A brief information of miRNA mechanisms allow targeted therapeutic approaches based on either miRNA supplementation or their inhibition123,124. As a whole, miRNAs with decrease resistance to radiotherapy or chemotherapy resistance can be achieved by their suppression. Consequently, novel strategy of miRNA inhibition or addition along with radiotherapy or chemotherapy may be established. Such therapeutic approaches using miRNAs with specific expression may be particularly valuable in personalized therapy and target based directed treatment for CC.
CONCLUSION
Alterations in miRNAs expression profile engaged in cell cycle control are mostly events in the development of CC represent a challenging research area. Still information related to miRNAs role in the CC progression and its development is in early stages. More exploration will lead a better understanding towards the functional role of miRNAs and provide new insights into many viral infectious diseases.
SIGNIFICANCE STATEMENT
This study entails the possible role of miRNA in diagnosis, development and progression of cervical carcinoma.

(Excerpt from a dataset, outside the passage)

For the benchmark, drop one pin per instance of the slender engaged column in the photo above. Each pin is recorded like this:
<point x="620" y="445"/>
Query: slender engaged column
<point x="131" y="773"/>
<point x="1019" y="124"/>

This will help the oncologist to better understand the possible role of miRNA in CC diagnosis, their therapeutic applications, treatment outcome along chemotherapy and radiotherapy.
ACKNOWLEDGMENTS
Thanks to Dr. Ayman Khalid Johargy (Medical Microbiology, College of Medicine) for helping us in key understanding and explanation regarding the miRNAs expression profile, dysregulation in CC. The present study was submitted by A.J in partial fulfillment of the professional requirements at Umm Al-Qura University (UQU), Saudi Arabia. The authors are extremely thankful for the support and encouragement to the UQU for providing this opportunity.